Algumas sugestões para administrar a Inveja, tornando-a um fator positivo:

 

- Realize uma auto-análise, avaliando sem preconceitos, os próprios sentimentos;

- Reconheça que ela pode ser fator de crescimento quando transformada em admiração;

- Analise racionalmente a questão: o que invejo é possível de ser conquistado? Que conhecimentos preciso obter? Que habilidades precisam ser desenvolvidas? Que atitudes desejo assumir para viabilizar meus objetivos?

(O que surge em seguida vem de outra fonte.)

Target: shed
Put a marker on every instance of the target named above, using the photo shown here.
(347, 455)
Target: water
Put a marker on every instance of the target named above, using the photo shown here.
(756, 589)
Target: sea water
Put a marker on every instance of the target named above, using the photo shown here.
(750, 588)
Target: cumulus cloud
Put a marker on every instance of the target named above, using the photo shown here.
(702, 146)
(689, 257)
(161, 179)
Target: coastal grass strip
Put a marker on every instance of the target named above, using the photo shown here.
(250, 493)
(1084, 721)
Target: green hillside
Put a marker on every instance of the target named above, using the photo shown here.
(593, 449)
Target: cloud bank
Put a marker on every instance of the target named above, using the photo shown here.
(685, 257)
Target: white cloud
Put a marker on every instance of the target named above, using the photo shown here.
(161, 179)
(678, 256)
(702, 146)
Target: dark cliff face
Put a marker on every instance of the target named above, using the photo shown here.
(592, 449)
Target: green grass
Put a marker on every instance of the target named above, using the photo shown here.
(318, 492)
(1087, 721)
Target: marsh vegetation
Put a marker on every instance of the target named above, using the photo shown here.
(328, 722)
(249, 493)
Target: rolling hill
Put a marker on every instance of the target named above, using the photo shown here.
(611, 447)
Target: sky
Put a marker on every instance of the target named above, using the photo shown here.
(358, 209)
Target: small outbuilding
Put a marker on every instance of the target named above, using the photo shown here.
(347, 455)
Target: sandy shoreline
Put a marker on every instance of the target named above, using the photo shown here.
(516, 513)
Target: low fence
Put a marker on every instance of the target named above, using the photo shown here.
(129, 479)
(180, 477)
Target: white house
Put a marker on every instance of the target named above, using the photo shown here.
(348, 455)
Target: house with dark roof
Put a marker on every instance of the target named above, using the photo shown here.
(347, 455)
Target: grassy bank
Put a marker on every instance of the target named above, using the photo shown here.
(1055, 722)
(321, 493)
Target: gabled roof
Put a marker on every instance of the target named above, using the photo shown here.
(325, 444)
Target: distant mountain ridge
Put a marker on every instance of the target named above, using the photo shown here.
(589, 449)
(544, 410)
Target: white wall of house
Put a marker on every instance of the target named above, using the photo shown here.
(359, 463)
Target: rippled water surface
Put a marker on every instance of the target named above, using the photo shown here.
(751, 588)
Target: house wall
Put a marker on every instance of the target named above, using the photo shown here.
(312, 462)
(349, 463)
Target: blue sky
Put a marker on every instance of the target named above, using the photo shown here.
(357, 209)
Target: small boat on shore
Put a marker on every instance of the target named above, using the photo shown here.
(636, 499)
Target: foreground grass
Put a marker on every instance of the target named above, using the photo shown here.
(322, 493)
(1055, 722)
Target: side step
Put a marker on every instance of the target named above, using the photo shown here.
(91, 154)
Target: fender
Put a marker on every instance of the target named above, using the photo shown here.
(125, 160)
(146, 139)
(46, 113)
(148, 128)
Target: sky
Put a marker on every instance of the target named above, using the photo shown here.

- Não use a Inveja como desculpa para a inércia;

- Não sofra pelo sucesso alheio. Trace metas para atingir seus objetivos;

- Não tenha vergonha de perguntar para as pessoas, que você considera ter qualidades invejáveis, o segredo do sucesso delas;

- Conscientize-se de suas habilidades a serem exploradas e valorizadas;

- Direcione seus talentos e habilidades em seu próprio benefício;

- Tenha coragem para admitir e corrigir suas falhas;

- Avalie constantemente os resultados alcançados.

 

Em nossa vida não precisamos ficar como eternos voyeurs rancorosos do sucesso alheio, nem nos colocarmos na posição de vítimas abandonadas pelo destino. É possível tornar a Inveja uma alavanca para o autoconhecimento, que pode nos conduzir a um maior comprometimento com a autodisciplina e com um jeito mais produtivo de viver.